2) Tujuan : Setelah dilakukan tindakan keperawatan
Peningkatan Harga Diri selama 3x24 jam diharapkan
harga diri pasien positif (pasien dapat
meningkatkan harga dirinya) dengan status
perkembangan menunjukkan skala 3.
3) Kriteria hasil :
a) 2 th : Mengindikasikan keinginan secara
verbal, berinteraksi dengan orang dewasa dalam
permainan sederhana.
b) 3 th : mampu mengatakan nama pertamanya;
memainkan interaksi dengan anak seusianya.

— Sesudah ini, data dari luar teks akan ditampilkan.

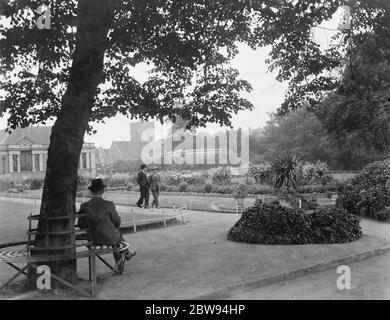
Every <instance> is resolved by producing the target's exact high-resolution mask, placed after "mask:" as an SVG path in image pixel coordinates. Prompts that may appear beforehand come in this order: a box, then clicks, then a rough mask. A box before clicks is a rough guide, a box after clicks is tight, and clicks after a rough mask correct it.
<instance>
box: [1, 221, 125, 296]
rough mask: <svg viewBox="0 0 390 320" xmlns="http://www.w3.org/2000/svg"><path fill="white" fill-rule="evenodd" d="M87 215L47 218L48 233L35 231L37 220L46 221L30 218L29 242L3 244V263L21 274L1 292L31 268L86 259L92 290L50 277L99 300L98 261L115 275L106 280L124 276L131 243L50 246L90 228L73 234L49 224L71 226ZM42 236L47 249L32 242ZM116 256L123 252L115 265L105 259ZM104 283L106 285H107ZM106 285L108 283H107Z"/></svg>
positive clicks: (82, 230) (79, 231)
mask: <svg viewBox="0 0 390 320" xmlns="http://www.w3.org/2000/svg"><path fill="white" fill-rule="evenodd" d="M82 216H85V214H83V215H81V214H76V215H74V216H67V217H65V216H62V217H49V218H44V219H45V220H46V230H44V231H43V232H42V231H38V229H37V228H33V227H32V224H33V221H39V220H42V219H43V218H41V217H40V216H39V215H30V216H29V217H28V220H29V230H28V231H27V234H28V240H27V241H26V242H18V243H13V244H7V245H3V246H1V245H0V263H5V264H7V265H9V266H10V267H12V268H13V269H15V270H17V273H16V274H15V275H14V276H12V277H11V278H10V279H9V280H8V281H7V282H6V283H5V284H3V285H2V286H1V287H0V291H1V290H3V289H4V288H6V287H7V286H8V285H9V284H11V283H12V282H13V281H14V280H15V279H16V278H17V277H18V276H19V275H21V274H24V275H25V276H27V272H26V270H27V268H28V267H29V266H31V267H33V268H35V269H36V268H38V266H39V265H40V264H42V263H44V262H48V261H66V260H73V259H82V258H88V262H89V263H88V269H89V281H90V283H91V289H90V291H88V290H86V289H84V288H81V287H79V286H75V285H73V284H72V283H70V282H68V281H66V280H64V279H62V278H60V277H58V276H56V275H53V274H50V276H51V277H52V279H55V280H56V281H58V282H60V283H62V284H63V285H65V286H67V287H69V288H71V289H73V290H76V291H78V292H79V293H81V294H83V295H85V296H88V297H95V296H96V295H97V274H96V258H97V259H99V260H100V261H101V262H103V263H104V264H105V265H106V266H107V267H108V268H110V270H111V272H110V273H109V275H108V277H106V279H105V281H107V280H108V279H109V278H110V277H111V276H112V275H113V274H114V273H121V271H122V270H119V267H120V266H121V265H122V266H124V263H125V255H126V252H127V250H128V249H129V244H128V243H127V242H124V241H121V242H119V243H118V244H116V245H93V244H92V242H91V241H90V240H88V239H85V240H75V241H74V243H72V244H69V245H62V246H50V245H49V244H50V238H51V237H54V236H57V237H58V236H62V235H69V233H70V232H71V233H75V234H76V235H85V234H86V233H87V232H88V229H77V228H76V230H73V231H67V230H65V231H49V228H48V226H49V221H53V220H65V221H69V222H70V223H73V224H74V222H75V220H76V219H77V218H80V217H82ZM37 235H39V236H42V237H44V242H45V244H46V245H45V246H39V247H35V246H34V244H33V242H32V237H33V236H37ZM60 251H63V252H64V253H61V254H58V252H60ZM113 253H122V254H120V259H119V260H118V261H117V262H116V264H115V265H114V266H112V265H110V264H109V263H108V262H107V261H106V260H105V259H104V258H103V256H104V255H107V254H113ZM17 264H22V265H23V267H18V266H17ZM105 281H104V282H105ZM103 284H104V283H103Z"/></svg>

c) 4 th : Mampu menjelaskan aturan-aturan
permainan interaktid bersama teman seusianya.
d) Mempertahankan hubungan pribadi yang dekat.
Skala :
1. Ekstrem
2. Berat
3. Sedang
4. Ringan
5. Tidak ada
4) NIC : Peningkatan Harga Diri
a) Pantau pernyataan pasien tentang penghargaan
diri.
b) Bantu pasien meningkatkan penilaian dirinya
terhadap penghargaan diri.
c) Hindari tindakan yang dapat melemahkan pasien.
d) Beri penghargaan / pujian terhadap
perkembangan pasien dalam pencapaian tujuan.
e) Ajarkan orang tua akan pentingnya ketertarikan
dan dukungannya terhadap perkembangan konsep
diri yang positif pada anak.
f. Diagnosa 6 : Resiko isolasi sosial berhubungan
dengan gangguan psikologis.
1) NOC : Keterlibatan Sosial
2) Tujuan : Setelah dilakukan tindakan keperawatan
Peningkatan Sosialisasi selama 3x24 jam
diharapkan pasien dapat berinteraksi dengan
lingkungan dan dapat diterima di lingkungan
dengan status keterlibatan sosial menunjukkan
skala 3.
3) Kriteria Hasil :
a) Melaporkan adanya interaksi dengan teman,
tetangga, aggota keluarga.
b) Berpartisipasi dalam aktivitas pengalihan
c) Mulai berhubungan dengan orang lain.
d) Mengembangkan hubungan satu sama lain.
e) Melaporkan adanya peningkatan dukungan sosial.
Skala :
1. Tidak pernah
2. Jarang
3. Kadang
4. Sering
5. Konsisten
4) NIC : Peningkatan Sosialisasi
a) Identifikasi dengan pasien faktor-faktor yang
berpengaruh pada perasaan isolasi sosial.
b) Kurang stigma isolasi dengan menghormati
martabat pasien.
c) Dukung hubungan dengan orang lain yang
mempunyai ketertarikan dan tujuan sama
d) Dukung usaha-usaha yang dilakukan pasien,
keluarga dan teman-teman untuk berinteraksi.
e) Berikan uji pembatasan interpersonal.